Volvo and sibling brand Polestar announced Thursday that they would sell emissions credits to Ford, allowing the American automaker to comply with European Union carbon-dioxide (CO2) emissions rules.
Under the rules, automakers must meet certain emissions-reduction targets, but automakers who surpass those targets receive credits, which can be "pooled" with automakers that might not meet the targets otherwise—in deals that can be quite lucrative.
In a press release, Volvo said revenue from the deal with Ford would go toward "new green technology projects," adding that it was open to pooling credits with other automakers.
Ford dropped out of compliance with the EU regulations due to a recall of 20,500 Kuga plug-in hybrid crossovers, after seven vehicles caught fire while charging.
2021 Volvo S60 Polestar Engineered
The Kuga is a rebadged Ford Escape.
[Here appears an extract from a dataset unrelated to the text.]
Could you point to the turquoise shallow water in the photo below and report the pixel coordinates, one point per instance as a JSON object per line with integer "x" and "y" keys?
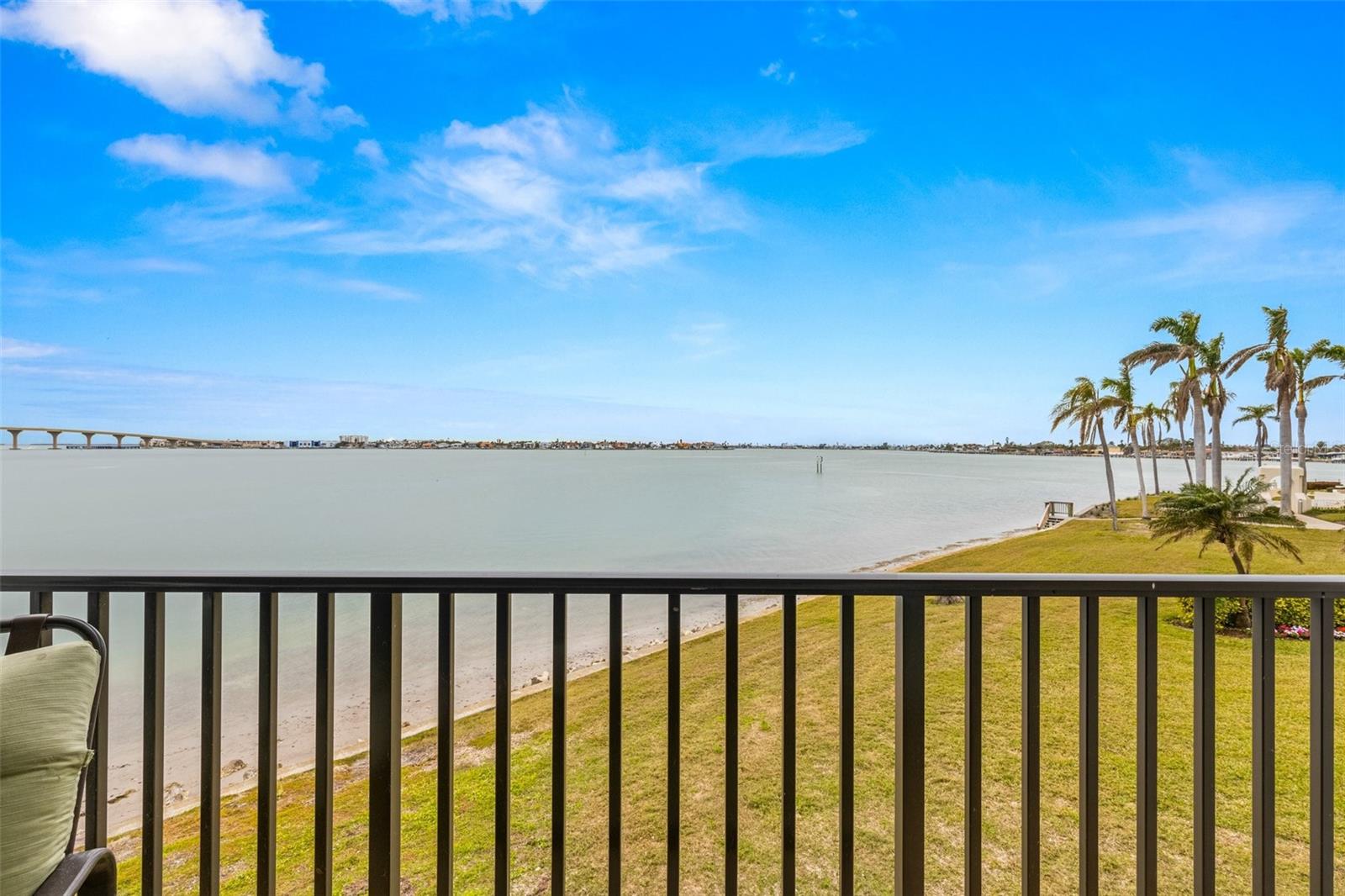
{"x": 474, "y": 510}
A plug-in hybrid version of that model for the United States has been delayed to 2021, in part due to the European recall. The related Lincoln Corsair Grand Touring plug-in hybrid has been delayed as well.
Volvo's strategy is big on plug-in hybrids, which may have helped it achieve the necessary European emissions reductions with room to spare. To boost its sales of them toward a targeted 20% in the U.S., Volvo just lowered prices. Currently, its only all-electric models are the Volvo XC40 Recharge and Polestar 2, which share a common platform.
This isn't the first example of European-market emissions credit-pooling. In 2019, Fiat Chrysler Automobiles made a deal with Tesla, reportedly worth $2 billion, to pool credits in Europe.
As the company heads into a merger with PSA, becoming Stellantis, that automaker's dependence on Tesla will wane.